The director uses editing to create the sense of dilemma and tragedy in Angier’s character. As his character descends so the tone of the film is appropriately dark and increasingly tragic. It began so innocently. As Borden says in voice-over early on: “We were two young men at the start of a great career. Two young men devoted to an illusion. Two young men who never intended to hurt anyone.” What ensues is a tale of obsession and revenge that shows, how despite nave beginnings and good intentions, careers and lives, often take their own unexpected paths–to some detrimental effects.
By using a series of unfolding flashbacks–and flashbacks within flashbacks, we see this decline in Angier from a number of perspectives or from multiple points of view. The transition among flashbacks is not always clear and occasionally it also disrupts the natural flow of events. We also get Angier's (and Borden's) point of view through the notebooks and diaries that each man keeps or tries to steal from the other.

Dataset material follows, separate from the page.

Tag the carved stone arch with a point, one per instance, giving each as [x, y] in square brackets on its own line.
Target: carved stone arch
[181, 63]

This multi faceted approach creates parallels between his character as a magician and the filmmaker himself. Filmmakers like magicians, manipulate their audiences through the selective way they transmit information, using their own techniques, blind alleys, and red herrings to achieve their result-entertaining the viewers, even if it means cheating and fooling them. As an audience we are intrigued and horrifically amazed by the characters decline and tragic ending.